OrganEx promises to have several advantages in comparison to ECMO. The key to this lies in its components, a cocktail of 13 drugs that reduce cellular stress, have a cytoprotective function, prevent cell death, improve metabolism, and modulate the nervous system, the immune system and coagulation.
"We have added several other things that together make it work," said David Andrijevic, co-author of the study, who is associate research scientist in the Department of Neuroscience, Yale School of Medicine. "It has like an artificial kidney system inside the circuit. The perfusate is supplemented with various sensors that can tell us in real-time the perfusion parameters, so we can intervene at the same time. Also, we have constructed a custom-made pulse generator that can mimic the pulsatility of the heart. At the end of the day, it is a combination of all these things that have made this work," Andrijevic told BioWorld Science.
"If you think about a surgical operation, you just do not use one tool to achieve your goal. So, it is like multiple tools that are combined to get to this point," Vrselja added.
This highly provocative work poses more questions than it answers, as good research often does, said James Markmann, chief of the Division of Transplant Surgery and Director of Clinical Operations at the Transplant Center at Massachusetts General Hospital. "More work is needed to determine if this approach can yield additional organs for life-saving transplants," he told BioWorld Science.

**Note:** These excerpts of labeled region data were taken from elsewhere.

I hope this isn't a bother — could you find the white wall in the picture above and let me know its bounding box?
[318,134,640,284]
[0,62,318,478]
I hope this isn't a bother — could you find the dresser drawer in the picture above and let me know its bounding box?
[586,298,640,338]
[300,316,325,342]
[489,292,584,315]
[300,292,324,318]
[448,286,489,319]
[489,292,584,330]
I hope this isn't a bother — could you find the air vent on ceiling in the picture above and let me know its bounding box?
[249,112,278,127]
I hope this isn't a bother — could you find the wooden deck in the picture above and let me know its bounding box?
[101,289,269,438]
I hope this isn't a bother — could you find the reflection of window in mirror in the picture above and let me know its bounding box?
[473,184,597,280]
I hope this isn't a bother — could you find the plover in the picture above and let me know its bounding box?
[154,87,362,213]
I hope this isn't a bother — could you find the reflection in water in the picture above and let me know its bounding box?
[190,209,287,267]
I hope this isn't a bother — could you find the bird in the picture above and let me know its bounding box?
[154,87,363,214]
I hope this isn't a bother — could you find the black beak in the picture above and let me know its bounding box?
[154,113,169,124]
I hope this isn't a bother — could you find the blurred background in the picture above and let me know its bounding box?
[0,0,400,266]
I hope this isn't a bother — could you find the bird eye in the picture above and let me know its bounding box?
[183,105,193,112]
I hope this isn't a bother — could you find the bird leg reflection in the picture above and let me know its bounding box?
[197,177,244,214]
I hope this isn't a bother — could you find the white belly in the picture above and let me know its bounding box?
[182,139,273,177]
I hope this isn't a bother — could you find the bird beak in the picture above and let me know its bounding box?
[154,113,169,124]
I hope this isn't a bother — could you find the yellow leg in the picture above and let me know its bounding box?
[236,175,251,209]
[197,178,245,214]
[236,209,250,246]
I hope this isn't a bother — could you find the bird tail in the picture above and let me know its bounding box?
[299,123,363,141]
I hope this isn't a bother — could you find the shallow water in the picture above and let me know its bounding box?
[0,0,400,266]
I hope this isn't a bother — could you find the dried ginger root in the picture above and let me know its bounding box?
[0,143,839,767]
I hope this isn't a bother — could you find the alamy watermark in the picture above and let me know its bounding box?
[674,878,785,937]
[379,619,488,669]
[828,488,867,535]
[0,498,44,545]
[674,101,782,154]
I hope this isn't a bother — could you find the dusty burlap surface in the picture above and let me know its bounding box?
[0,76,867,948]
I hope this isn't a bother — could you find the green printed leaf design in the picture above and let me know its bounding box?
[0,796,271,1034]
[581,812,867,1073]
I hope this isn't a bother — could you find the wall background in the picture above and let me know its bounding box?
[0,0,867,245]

Markmann, who was not involved in Sestan's study, is co-author of an article, published in the January 5, 2022, issue of JAMA Surgery, which is cited by Sestan. In it, Markmann reports measuring the impact of portable normothermic blood-based machine perfusion on liver transplant, restoring some cell viability after shorter ischemia from cardiac arrest in a clinical trial for liver transplantation. The normothermic machine perfusion led to a decrease in early liver graft injury or ischemic biliary complications and greater organ utilization.
Advancing in two directions
The next steps in cell restoration after death can go in two directions, both to increase the availability of organs for transplantation and to treat local ischemic damage. Sestan noted in the press conference held to discuss the OrganEx research that these are very expensive projects requiring the participation of multiple departments of the medical schools.
Much remains to be done. "We made this technology freely available to everybody who wants to use it for research purposes," Sestan said. His next move probably will be along the lines of trying to demonstrate that these organs are basically viable for transplantation. "That is the key point. And we have not started that study yet," he said.